The problem is, they’re increasingly far flung; rarely near each other (or, indeed any other pubs at all); and, let’s be honest, not particularly attractive from the outside. 

However, we probably do better at visiting completely new pubs than revisiting ones that for whatever reason we just didn’t click with.

There’s been many a time when we’ve finished a visit to a new pub, and said something like “That was fine, wasn’t it? If we lived round here we’d come here more often.”

Which means, in practice, that we never go again.

But pubs do change ownership and direction, sometimes for worse, sometimes very much for better, and we know we could be missing out on some newly-polished gems by sticking to reliable favourites.

To put the theory into practice, we planned a trip to Southville which would include The Avon Packet (new to us), The Old Bookshop (we went once in 2018) and then a city centre favourite, to be confirmed based on how the afternoon had gone.

This was a great success.

We’d heard various positives about The Avon Packet even though it doesn’t look all that welcoming from the wrong side of the heavy net curtains.

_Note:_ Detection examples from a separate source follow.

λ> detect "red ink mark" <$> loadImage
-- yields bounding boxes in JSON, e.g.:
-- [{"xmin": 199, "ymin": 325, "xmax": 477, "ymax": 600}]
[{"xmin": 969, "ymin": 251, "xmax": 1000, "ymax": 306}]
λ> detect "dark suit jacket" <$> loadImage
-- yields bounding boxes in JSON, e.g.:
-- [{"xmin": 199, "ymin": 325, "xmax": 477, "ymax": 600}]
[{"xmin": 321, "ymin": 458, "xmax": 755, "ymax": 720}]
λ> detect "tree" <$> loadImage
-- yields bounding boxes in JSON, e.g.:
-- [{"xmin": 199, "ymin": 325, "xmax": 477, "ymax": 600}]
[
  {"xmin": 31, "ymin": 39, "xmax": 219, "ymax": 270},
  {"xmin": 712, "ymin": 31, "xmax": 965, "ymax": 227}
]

Anything could be going on in there.

We came in as the server was part way through the biggest bank holiday lager-and-chaser order of all time. That gave us time to take in the decor, barely changed from the photo in our 1975 pub guide.

Of key interest to us was the mirrored Bass box on the bar because the pub is famous for its Bristol-style (flat) Bass.

Flat Bass (Ray) and creamy Guinness (Jess) duly obtained we went out into the unexpectedly huge and bird-filled garden. There is a duck enclosure and, possibly due to the supply of feed, a deafening chatter of birds from the nearby hedge.

The atmosphere was great and the pub very much ‘proper’ making this yet another great example of why we do #EveryPubInBristol – to make sure we don’t overlook hidden gems through sheer laziness or cowardice.

The Old Bookshop.

When we visited The Old Bookshop almost four years ago we wrote a note: “Is it a pub? More like a cool bar in Kazimierz.” (Think Krakow’s answer to Shoreditch.) We can’t remember what we drank but the fact we didn’t write anything down suggests it didn’t especially grab us. 

We’d heard the offer had been revamped, however, so were hopeful of an interesting round or two. But we weren’t expecting to like it as much as we did.

We’d assumed that the relaunch of a bar in trendy Southville might mean more cans from breweries like Deya and Cloudwater – not our thing.

We were totally wrong.

What we found was a small, well-curated and varied beer list, including Tegernsee Helles, De Ranke XX, a cask beer from Elusive, and an enormous range of lovingly described ciders and, er, mezcals.

It isn’t cheap. Tegernsee was towards £6 a pint, for example. But there is a house ale at just over £4 and third-of-a-pint measures are available. More to the point, a lot of thought and care has clearly gone into this list and its presentation.

The place had been opened out, too. There’s now some pavement seating and a lot more air and light inside. The bar is, still, slightly bizarrely, an old piano.

We stayed for a second round and considered a third, thus immediately promoting it into the category three. Wanting to complete our plan, however, we headed into town to the Llandoger Trow.

This is a pub that has similarly made the transition for us from ‘once in a blue moon’ to regular haunt.

It’s fascinating because the crowd is the same as before, and the location puts it squarely on the route of stag dos and pub crawls, but the beer offer is probably the best in Bristol right now in terms of range.

Lager is a speciality, in all its forms, including Märzens, Weissbiers and Dunkels.

There’s enough local keg to keep visitors happy but also four real ale taps, usually including at least one northern classic. This time it was Plum Porter. That promise will keep us coming back for a good while yet.